Updated: March 20, 2018
Listeriosis is a bacterial infection most commonly caused by Listeria monocytogenes. Listeria primarily causes infections of the central nervous system such as meningitis, meningoencephalitis, brain abscess, cerebritis. It can also cause bacteremia in those who are immunocompromised such as pregnant women, newborns and the elderly. Gastroenteritis or food poisoning caused by eating contaminated foods in healthy persons who have been severely infected.
Babies can be born with listeriosis if their mothers eat contaminated food during pregnancy. In pregnant women, the infection can result in miscarriage, premature delivery, serious infection of the newborn, or even stillbirth.
Listeria is primarily transmitted through contaminated food products, after which the organism penetrates the intestinal tract to cause systemic infections. Listeria bacteria are widespread throughout the world and are often associated with farm animals that may show no signs of infection. There is no direct transfer of Listeria from human to human except for pregnant women and their fetus or newborn.
The bacteria can penetrate human cells and can multiply inside them. People who are immunocompromised are less able to control the spread of these organisms into the blood or into other cells.
In most of the cases the bacteria are not contagious from person to person except in case of a pregnant woman who can transfer the bacteria to the fetus or the newborn. In pregnant women, the infection can result in miscarriage, premature delivery, serious infection of the newborn, or even stillbirth.
Listeriosis primarily affects older adults, persons with weakened immune systems, pregnant women, and newborns. People without these risk factors can also be affected which is very rare. Usually a person with listeriosis has fever and muscle aches, diarrhea or other gastrointestinal symptoms. Almost in all the cases the bacteria spreads from intestines to blood stream or other body sites.
Listeria infections may last about one week to about six weeks, depending upon the severity of the infection and the disease can occur even after two months of eating contaminated food. Most people who are infected have few or no symptoms. When symptoms of Listeria infection are present, the symptoms can be different as per the infected person:
Pregnant women typically experience only a mild, flu-like illness. However, infections during pregnancy can lead to miscarriage, stillbirth, premature delivery, or life-threatening infection of the newborn. The bacteria will not get transmitted to newborns by breastfeeding in humans . However, the organisms are transferred in breast milk of other mammalian species.

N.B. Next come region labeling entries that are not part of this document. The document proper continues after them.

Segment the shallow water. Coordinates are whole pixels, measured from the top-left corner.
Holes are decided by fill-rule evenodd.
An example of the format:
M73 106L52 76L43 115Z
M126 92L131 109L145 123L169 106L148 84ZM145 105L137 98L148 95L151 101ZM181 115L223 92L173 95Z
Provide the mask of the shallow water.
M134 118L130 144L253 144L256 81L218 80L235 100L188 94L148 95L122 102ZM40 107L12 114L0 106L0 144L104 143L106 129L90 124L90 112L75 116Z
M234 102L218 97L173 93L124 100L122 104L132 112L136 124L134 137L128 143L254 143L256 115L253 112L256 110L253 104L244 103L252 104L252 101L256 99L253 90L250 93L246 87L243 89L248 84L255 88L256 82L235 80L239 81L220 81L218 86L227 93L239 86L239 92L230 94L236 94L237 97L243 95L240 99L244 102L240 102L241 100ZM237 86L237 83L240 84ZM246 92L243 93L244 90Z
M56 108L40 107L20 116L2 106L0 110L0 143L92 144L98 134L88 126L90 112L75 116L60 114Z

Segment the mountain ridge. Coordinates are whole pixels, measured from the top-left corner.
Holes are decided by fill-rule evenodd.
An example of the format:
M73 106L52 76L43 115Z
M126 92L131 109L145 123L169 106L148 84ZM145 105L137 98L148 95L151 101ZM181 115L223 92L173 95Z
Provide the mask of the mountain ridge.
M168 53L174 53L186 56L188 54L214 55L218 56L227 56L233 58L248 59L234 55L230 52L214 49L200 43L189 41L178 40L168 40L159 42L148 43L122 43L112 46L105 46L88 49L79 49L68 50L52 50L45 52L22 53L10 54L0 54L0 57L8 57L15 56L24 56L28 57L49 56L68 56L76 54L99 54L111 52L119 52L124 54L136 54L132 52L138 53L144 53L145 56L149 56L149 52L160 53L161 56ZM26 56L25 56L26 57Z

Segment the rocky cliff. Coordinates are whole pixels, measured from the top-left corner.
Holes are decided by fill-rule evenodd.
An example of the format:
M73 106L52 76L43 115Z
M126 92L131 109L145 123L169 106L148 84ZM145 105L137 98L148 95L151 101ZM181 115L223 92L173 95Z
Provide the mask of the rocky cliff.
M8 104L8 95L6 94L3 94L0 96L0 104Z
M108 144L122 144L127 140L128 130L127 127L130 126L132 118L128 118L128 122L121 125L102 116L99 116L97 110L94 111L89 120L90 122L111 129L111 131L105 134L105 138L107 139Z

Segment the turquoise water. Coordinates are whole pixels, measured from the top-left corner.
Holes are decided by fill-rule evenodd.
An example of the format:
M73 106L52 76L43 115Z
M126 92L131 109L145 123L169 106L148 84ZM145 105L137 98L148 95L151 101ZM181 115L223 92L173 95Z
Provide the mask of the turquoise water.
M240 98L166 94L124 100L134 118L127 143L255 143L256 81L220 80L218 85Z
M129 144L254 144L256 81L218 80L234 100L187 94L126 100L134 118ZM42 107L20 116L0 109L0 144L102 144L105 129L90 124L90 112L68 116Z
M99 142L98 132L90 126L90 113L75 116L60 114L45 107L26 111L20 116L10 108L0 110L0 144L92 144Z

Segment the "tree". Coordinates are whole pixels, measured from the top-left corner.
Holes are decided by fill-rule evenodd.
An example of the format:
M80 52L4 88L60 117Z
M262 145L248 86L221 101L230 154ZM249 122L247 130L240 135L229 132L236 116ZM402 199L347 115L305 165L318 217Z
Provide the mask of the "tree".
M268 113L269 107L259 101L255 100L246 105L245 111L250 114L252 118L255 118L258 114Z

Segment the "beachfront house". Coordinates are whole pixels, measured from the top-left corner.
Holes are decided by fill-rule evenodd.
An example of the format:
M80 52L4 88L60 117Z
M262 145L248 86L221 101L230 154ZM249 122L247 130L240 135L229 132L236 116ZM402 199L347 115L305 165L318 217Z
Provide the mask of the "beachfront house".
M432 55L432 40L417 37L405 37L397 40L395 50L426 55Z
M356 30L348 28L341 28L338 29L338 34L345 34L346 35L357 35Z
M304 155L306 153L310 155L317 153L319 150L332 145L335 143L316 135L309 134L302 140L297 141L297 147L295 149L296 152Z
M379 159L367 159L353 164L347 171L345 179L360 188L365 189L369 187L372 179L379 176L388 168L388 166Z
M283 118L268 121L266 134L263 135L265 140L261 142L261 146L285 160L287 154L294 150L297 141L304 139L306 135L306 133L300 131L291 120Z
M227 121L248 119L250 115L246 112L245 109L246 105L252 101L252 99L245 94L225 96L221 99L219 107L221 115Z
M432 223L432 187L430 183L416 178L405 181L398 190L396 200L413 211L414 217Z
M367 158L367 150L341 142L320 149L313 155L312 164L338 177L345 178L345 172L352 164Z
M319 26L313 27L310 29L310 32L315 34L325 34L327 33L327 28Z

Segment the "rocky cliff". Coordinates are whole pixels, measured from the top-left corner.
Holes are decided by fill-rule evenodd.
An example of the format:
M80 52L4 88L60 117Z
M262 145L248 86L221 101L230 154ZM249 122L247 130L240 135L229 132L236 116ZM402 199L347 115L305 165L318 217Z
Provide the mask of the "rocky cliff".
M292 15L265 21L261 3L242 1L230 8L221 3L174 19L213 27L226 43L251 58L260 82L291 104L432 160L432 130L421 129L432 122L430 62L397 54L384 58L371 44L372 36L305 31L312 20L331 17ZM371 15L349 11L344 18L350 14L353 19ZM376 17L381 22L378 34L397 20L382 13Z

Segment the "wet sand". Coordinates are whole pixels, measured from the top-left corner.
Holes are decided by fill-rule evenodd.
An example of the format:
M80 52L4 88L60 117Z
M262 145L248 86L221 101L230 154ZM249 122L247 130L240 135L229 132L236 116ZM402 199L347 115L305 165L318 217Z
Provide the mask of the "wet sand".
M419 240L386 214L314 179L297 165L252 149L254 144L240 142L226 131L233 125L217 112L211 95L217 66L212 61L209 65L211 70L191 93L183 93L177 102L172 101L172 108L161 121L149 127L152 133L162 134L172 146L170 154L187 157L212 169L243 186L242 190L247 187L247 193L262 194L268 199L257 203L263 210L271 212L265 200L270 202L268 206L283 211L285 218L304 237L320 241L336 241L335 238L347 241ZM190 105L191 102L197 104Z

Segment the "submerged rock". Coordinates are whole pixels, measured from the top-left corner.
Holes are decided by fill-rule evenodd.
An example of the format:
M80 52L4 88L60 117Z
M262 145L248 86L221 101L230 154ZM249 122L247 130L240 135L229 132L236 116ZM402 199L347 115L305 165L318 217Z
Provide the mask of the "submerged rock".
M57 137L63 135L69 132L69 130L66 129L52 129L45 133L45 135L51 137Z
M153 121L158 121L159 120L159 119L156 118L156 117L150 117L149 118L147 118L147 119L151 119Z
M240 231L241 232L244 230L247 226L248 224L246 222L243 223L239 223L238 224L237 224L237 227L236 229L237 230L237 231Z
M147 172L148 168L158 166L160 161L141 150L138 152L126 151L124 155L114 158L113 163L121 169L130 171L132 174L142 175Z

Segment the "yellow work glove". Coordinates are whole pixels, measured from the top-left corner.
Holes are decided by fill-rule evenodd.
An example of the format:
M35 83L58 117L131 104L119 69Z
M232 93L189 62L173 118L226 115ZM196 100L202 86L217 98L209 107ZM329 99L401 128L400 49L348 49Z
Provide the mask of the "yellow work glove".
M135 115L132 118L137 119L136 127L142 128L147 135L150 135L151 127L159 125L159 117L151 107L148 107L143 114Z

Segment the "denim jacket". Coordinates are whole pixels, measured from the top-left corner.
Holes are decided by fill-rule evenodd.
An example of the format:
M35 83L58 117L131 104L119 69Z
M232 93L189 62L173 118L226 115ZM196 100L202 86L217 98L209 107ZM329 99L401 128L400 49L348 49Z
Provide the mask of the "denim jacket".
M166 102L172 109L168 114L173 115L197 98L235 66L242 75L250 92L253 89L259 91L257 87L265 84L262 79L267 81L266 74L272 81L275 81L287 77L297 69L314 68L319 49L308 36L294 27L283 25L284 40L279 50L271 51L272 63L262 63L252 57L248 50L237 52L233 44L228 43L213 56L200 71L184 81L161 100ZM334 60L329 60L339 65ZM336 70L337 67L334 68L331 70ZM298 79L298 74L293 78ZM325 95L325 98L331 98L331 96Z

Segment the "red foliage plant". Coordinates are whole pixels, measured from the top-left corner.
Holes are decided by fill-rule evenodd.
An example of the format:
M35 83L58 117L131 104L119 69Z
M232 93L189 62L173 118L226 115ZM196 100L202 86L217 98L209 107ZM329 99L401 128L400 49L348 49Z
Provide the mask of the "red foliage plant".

Symptoms can include fever, muscle aches, headache, stiff neck, confusion, loss of balance, meningitis, convulsions and even death. Fever and headache can be mild to severe depending on the severity of infection. It could be encephalitis if stiff neck, headache, and fever is present. If the infection has spread to the brain, loss of balance problems and seizures (convulsions) may develop. Brain abscesses may also occur and cause similar symptoms.
People who were previously healthy but are infected by Listeria can develop a non-invasive illness. In this case the bacteria have not spread into their blood stream or other body sites. Symptoms may include nausea, diarrhea and fever. You may experience stomach discomfort and the sensation of wanting to vomit. Some individuals may also experience fatigue and a decrease or loss of appetite. However these symptoms usually last up to one week and may get resolved without any treatment.
Very rarely you may experience localized skin infections. This can occur especially in people who handle animals that are infected with Listeria. These skin infections rarely lead to further complications such as brain infection.